There's one thing you're missing - inference is not cheap. HW is not cheap. Electricity is not cheap. This is w/o R&D. They show that, in average, they recorded ~2.627B requests/day. This is ~79B requests/month or ~948B requests/year. And this is only for the consumer ChatGPT data, Enterprise isn't included AFAICT. Each request translates to the direct cost that could be even roughly estimated.

▲

og_kalu 4 hours ago | parent [-]

No inference is pretty cheap, and a lot of things point to that being true.

- Prices of API access of Open models from third-party providers who would have no motive to subsidize inference

- Google says their median query is about as expensive as a google search

Thing is, what you're saying would have been true a few years ago. This would have all been intractable. But llm inference costs have quite literally been slashed several orders of magnitude in the last couple of years.

▲

menaerus 3 hours ago | parent [-]

You would probably understand if you knew how LLMs are run in the first place but, as ignorant as you are (sorry), I have no interest in debating this with you anymore. I tried to give a tractable clue which you unfortunately chose to counter-argue with non-facts.

▲

og_kalu 3 hours ago | parent [-]

Touting the requests per day is pretty meaningless without per query numbers, but sure, I'm the one that doesn't understand. What people with no incentive to subsidize are charging is about as fact as it comes but sure, lol.

I've replied to you once man. Feel free to disengage but let's not act like this has been some ongoing debate. No need to make up stories.

▲

menaerus 2 hours ago | parent [-]

Which is why I said that it can be roughly estimated. And it can be roughly estimated even without those numbers assuming a fleet of some size X and assuming the number of hours this fleet is utilized per day, for the whole year. Either way, you will end up with a hefty number. Do the math and you'll see that inference is far from being cheap.

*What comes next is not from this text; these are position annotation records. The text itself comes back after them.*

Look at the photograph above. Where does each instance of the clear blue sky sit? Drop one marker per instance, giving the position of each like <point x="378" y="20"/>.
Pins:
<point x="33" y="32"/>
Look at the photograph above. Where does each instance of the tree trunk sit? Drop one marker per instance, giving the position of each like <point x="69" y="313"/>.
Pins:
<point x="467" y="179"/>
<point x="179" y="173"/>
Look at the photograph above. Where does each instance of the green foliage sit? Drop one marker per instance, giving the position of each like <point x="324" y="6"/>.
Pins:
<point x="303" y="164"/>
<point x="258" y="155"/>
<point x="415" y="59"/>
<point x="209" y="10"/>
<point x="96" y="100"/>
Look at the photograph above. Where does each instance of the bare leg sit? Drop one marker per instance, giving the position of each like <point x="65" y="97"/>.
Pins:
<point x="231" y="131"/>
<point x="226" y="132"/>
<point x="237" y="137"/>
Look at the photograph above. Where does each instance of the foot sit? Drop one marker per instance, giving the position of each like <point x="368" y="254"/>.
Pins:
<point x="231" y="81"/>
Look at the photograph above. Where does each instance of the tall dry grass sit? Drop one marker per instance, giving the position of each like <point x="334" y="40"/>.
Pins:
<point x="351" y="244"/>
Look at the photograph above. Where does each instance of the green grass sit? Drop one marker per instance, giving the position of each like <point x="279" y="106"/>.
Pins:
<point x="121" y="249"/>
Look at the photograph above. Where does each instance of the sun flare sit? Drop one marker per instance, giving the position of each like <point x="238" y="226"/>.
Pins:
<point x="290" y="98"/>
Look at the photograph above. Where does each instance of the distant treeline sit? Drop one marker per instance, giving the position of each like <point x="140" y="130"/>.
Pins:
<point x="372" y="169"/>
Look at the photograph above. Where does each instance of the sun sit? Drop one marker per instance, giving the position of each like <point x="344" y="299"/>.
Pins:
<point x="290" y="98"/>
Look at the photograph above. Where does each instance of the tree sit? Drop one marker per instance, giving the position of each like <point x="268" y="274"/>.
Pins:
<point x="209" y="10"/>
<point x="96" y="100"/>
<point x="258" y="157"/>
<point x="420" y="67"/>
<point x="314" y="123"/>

	▲	og_kalu 2 hours ago \| parent [-]
		Of course all the requests is a hefty number, they're serving nearly a billion weekly active users. What else would you expect ? Google search, Facebook - those would all be hefty numbers. The point is that inference is pretty cheap per user, so when they get around to implementing ads, they'll be profitable. Again, there are many indicators that inference per user is cheap. Even the sheer fact that Open AI closed 2024 serving hundreds of millions of users and lost 'only' 5B is a pretty big clue that inference is not that expensive.